I first saw The Draughtsman's Contract on television ten years or so ago. I began watching casually, probably not paying enough attention. I certainly didn't know what to expect and at times I found its enigmatic style perplexing, but I stuck with it and was duly shocked by the horrific and unexpected ending. It made a considerable impression on me, and I was interested, some years later, to read the thoughts of Peter Greenaway, who wrote and directed, and the comparisons he drew between his film and the country house murder mysteries of Agatha Christie. I even mentioned the film in The Golden Age of Murder.
Few films have haunted me like this one. There's just something about it that's different and memorable. I recently bought the DVD version, which has some good extras, and I think it's one of those films that is even better when you watch it for a second time. Knowing the ending didn't spoil my enjoyment at all.
So what is this strange film about? Well, it's set in 1694, and at the outset wealthy Lady Herbert (Janet Suzman) enters into a contract with a talented but arrogant draughtsman called Neville (Anthony Higgins). He is to make twelve drawings of the country house where she lives with her husband, and since the husband is off on a trip to Southampton, the contract contains a very unusual clause....

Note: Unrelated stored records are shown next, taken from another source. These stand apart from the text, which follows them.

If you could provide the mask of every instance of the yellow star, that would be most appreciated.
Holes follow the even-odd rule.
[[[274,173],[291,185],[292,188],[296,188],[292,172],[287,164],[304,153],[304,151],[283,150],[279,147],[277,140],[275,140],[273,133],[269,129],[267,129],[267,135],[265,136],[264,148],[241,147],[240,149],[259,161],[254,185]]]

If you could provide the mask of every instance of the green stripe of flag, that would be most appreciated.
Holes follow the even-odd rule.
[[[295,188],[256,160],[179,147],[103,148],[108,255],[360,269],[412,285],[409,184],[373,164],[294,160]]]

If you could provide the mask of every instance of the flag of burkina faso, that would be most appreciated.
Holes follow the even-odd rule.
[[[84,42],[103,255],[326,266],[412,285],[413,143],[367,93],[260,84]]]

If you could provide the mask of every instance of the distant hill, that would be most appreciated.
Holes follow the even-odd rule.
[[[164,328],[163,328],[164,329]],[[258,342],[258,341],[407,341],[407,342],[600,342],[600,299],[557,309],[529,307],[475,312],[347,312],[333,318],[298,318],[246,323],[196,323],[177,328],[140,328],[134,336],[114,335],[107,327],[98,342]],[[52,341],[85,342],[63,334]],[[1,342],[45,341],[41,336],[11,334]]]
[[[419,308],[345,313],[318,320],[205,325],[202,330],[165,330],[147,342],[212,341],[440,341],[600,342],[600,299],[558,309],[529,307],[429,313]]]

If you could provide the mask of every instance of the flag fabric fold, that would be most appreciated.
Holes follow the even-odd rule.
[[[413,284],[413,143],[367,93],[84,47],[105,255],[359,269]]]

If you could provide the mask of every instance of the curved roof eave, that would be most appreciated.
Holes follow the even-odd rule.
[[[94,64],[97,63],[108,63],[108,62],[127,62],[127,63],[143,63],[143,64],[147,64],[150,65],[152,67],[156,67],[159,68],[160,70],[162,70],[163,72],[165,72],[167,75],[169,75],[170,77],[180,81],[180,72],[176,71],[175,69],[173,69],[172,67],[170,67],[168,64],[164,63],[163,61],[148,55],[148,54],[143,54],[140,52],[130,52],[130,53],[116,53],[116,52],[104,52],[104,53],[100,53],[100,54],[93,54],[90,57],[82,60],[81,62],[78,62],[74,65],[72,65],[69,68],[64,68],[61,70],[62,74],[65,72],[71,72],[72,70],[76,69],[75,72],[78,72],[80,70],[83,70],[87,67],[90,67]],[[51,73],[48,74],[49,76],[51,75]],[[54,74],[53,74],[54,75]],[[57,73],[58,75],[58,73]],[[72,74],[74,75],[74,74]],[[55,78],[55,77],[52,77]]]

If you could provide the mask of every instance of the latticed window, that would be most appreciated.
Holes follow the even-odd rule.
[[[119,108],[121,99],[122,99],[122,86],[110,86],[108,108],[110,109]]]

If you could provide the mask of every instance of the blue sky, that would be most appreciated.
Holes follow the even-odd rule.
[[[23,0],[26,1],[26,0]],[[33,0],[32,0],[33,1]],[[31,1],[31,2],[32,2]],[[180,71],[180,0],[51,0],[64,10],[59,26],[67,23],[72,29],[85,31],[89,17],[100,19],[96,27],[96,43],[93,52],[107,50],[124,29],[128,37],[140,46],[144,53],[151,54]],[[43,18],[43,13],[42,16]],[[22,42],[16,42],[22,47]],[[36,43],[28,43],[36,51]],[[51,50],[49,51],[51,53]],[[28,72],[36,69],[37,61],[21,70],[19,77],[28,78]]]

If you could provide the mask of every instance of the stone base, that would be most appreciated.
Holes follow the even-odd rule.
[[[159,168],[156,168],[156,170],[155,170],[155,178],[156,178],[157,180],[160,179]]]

It's a visually stunning film, and the country house (Groombridge Place, which is near Tunbridge Wells, and whose gardens I'd like to visit one day) is very attractive. While working on the drawings, Neville gets to know Mrs Herbert's daughter (Anne-Louise Lambert) and her dreadful German husband (played, talking of Agatha Christie, by good old Hastings himself, Hugh Fraser). The supporting cast includes, equally unexpectedly, Lynda La Plante - this was before she shot to fame with Prime Suspect. The soundtrack is by Michael Nyman, channelling Purcell.
It's not a film that will be to everyone's taste. Some may think it arty and pretentious. But I remain impressed by Greenaway's imagination and flair.